Revisiting the outer-weakly convex domination number in graph products
Bijo S. Anand, Ullas Chandran S. V., Jonecis A. Dayap, Leomarich F. Casinillo, Karen Luz P. Yap
TL;DR
This work investigates the outer-weakly convex domination number $\widetilde{ \gamma}_{wcon}(G)$, a convexity-based domination parameter, across three standard graph products: Cartesian, strong, and lexicographic. The authors establish projection-based properties that yield lower and upper bounds for each product, and in several cases prove sharp results or exact values (e.g., $\widetilde{ \gamma}_{wcon}(G \boxtimes H)$ bounds and $\widetilde{ \gamma}_{wcon}(G \circ H)$ inequalities with the $\mathcal{P}_G$ parameter). Key contributions include tight bounds for $G \Box H$ and $G \boxtimes H$, plus a constructive upper bound for $G \circ H$ that tightens when $\mathcal{P}_G=0$. These results enhance understanding of how outer-weak convexity interacts with product operations, guiding future work on restricted graph classes and exact determinations.

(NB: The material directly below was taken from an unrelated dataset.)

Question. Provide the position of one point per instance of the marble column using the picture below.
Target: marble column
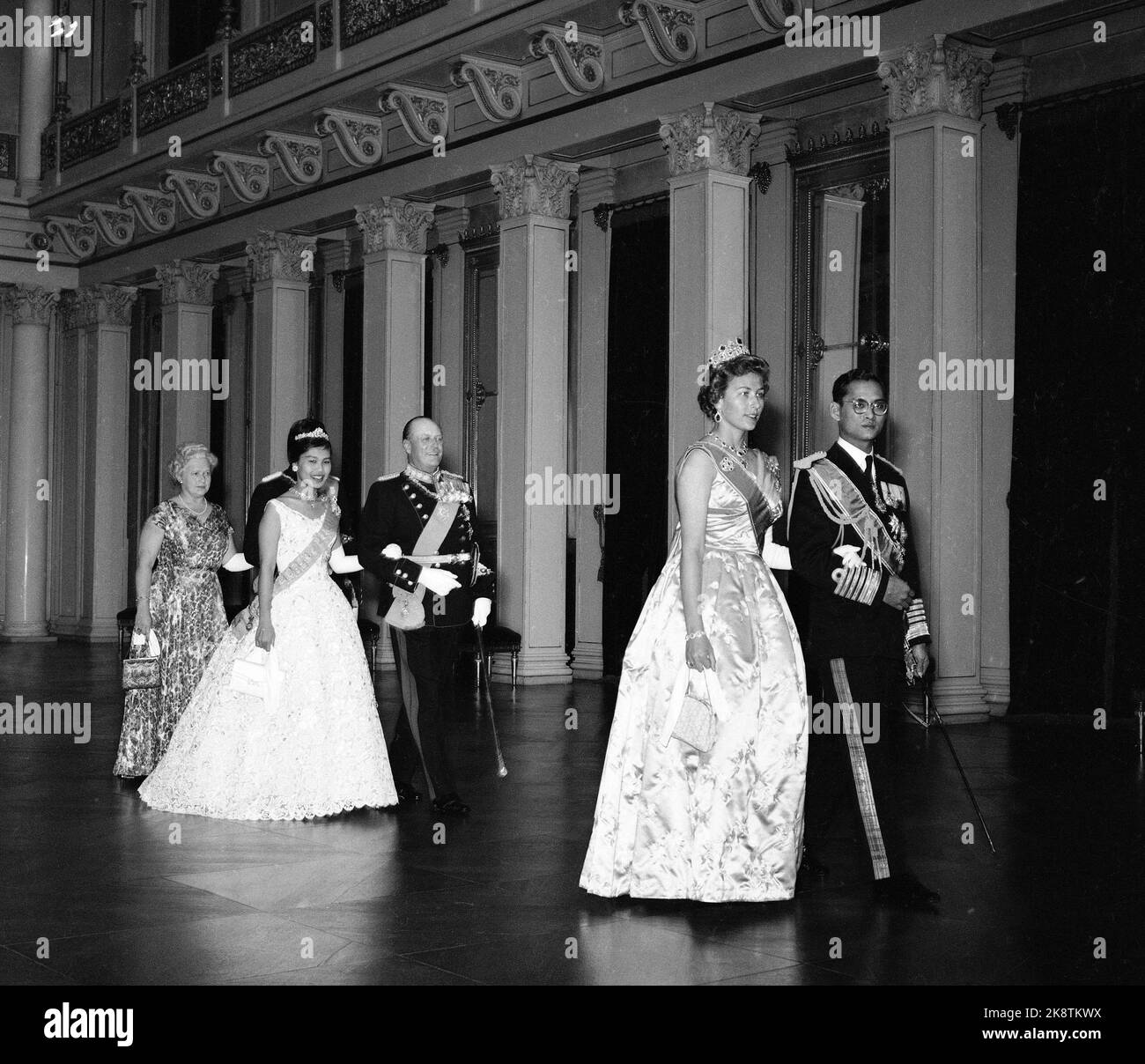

The findings have implications for convexity-driven domination in network design and analysis where graph products model composite systems.
Abstract
Let $G = (V, E)$ be a simple undirected graph. A set $C \subseteq V(G)$ is weakly convex of graph $G$ if for every two vertices $u,v\in G$, there exists a $u-v$ geodesic whose vertices are in $C$. A set $C \subseteq V$ is an outer-weakly convex dominating set if it is dominating set and every vertex not in $C$ is adjacent to some vertex in $C$ and a set $V(G)\setminus C$ is weakly convex. The outer-weakly convex domination number of graph $G$, denoted by $\widetilde{ γ}_{wcon}(G)$, is the minimum cardinality of an outer-weakly convex dominating vertex set of graph $G$. In this paper, we determined the outer-weakly convex domination number of two graphs under the cartesian, strong and lexicographic products, and discuss some important combinatorial findings.